Honoring the King of Kings
Moved by this apocalyptic vision, and his burgeoning fear, Pope Pius XI determined to say—to define with a certainty only the Holy Spirit can bestow—once and for all, that there can be only one King for all mankind, and He is named Jesus Christ. The proclamation of the King did not prevent the Second World War—or wars to follow, of a smaller but no less cruel scale. And as much as we long for peace, as much as we treasure those moments when we have it for a few years, no one can say that we will never have war again—no one can say that we will never have tyrants for kings—they exist today, and war exists
But what we do have is a King to lead us through the conflicts of earth, and the sins of mankind upon itself—a King, who if followed, will lead us to justice and peace, and a resolution of the conflicts that beset us—a King with a prefect plan. In his proclamation establishing the Feast of Christ the King, Pius XI declared:
Nations will be reminded by the annual celebration of this feast that not only private individuals but also rulers and princes are bound to give public honor and obedience to Christ. It will call to their minds the thought of the last judgment, wherein Christ, who has been cast out of public life, despised, neglected and ignored, will most severely avenge these insults; for his kingly dignity demands that the State should take account of the commandments of God and of Christian principles, both in making laws and in administering justice, and also in providing for the young a sound moral education.

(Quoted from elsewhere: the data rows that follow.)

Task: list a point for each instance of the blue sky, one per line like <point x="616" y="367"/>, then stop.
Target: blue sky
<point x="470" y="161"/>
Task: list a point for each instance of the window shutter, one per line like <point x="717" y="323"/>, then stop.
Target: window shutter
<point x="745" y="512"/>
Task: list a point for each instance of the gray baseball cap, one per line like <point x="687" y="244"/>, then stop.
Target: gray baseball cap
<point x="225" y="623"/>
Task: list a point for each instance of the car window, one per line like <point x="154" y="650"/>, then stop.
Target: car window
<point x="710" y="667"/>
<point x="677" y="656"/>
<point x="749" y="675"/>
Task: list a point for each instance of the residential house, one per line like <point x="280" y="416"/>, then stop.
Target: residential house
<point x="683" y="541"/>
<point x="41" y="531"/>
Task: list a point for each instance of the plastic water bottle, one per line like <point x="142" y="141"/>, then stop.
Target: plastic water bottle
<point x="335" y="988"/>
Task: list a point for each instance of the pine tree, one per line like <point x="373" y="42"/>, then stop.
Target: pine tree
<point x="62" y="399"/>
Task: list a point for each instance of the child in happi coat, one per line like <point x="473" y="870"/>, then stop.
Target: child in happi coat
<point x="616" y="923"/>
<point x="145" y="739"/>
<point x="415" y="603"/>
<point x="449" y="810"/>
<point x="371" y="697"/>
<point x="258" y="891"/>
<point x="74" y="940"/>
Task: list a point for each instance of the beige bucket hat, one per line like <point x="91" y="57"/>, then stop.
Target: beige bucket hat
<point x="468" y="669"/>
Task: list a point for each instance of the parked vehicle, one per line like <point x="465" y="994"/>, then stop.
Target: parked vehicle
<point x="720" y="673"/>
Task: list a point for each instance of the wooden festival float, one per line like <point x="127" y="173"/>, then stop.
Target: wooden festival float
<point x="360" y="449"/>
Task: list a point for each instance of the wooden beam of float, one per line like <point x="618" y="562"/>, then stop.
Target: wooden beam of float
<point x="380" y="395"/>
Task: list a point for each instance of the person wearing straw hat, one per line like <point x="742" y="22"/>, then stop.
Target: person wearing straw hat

This is the message the Church recalls and renews as we celebrate this great Feast of Christ the King. This is the message we wish to send to the world. That if it ignores Christ, it prolongs its own misery. For peace can only come when we bow to the Prince of Peace. Any other prince can only be the one of darkness, who delights in our conflicts and wars, and who pleasures in the destruction of our souls.
The Humility of the Good Thief
Let us pray, as a people who worship and who walk every day under the banner of Jesus Christ the King, that the world will embrace the message of our Redeemer – and the power, not of brute human strength, but the power of Christ’s perfect way, the power of Christ’s perfect love. For only from His way and from His love, can we ever find our way, our love, and be ready to face judgment, when God rolls everything up, in the justice, and we pray, the mercy of His strong hand. Let our wisdom be the humility of the good thief, who knew his place, knew his sin, knew his King, and died upon this confession:
“…we have been condemned justly, for the sentence we received corresponds to our crimes, but this man has done nothing criminal.”
Then he said, “Jesus, remember me when you come into your kingdom.”
And Jesus answered him, “Amen, I say to you, today you will be with me in Paradise.”
The Most Reverend John F. Donoghue is Archbishop Emeritus of the Archdiocese of Atlanta, GA. He has contributed to Lay Witness magazine, including an article on Pope John Paul II’s encyclical Ecclesia de Eucharistia entitled “From the Heart of the Church: A Personal Message from Our Holy Father”.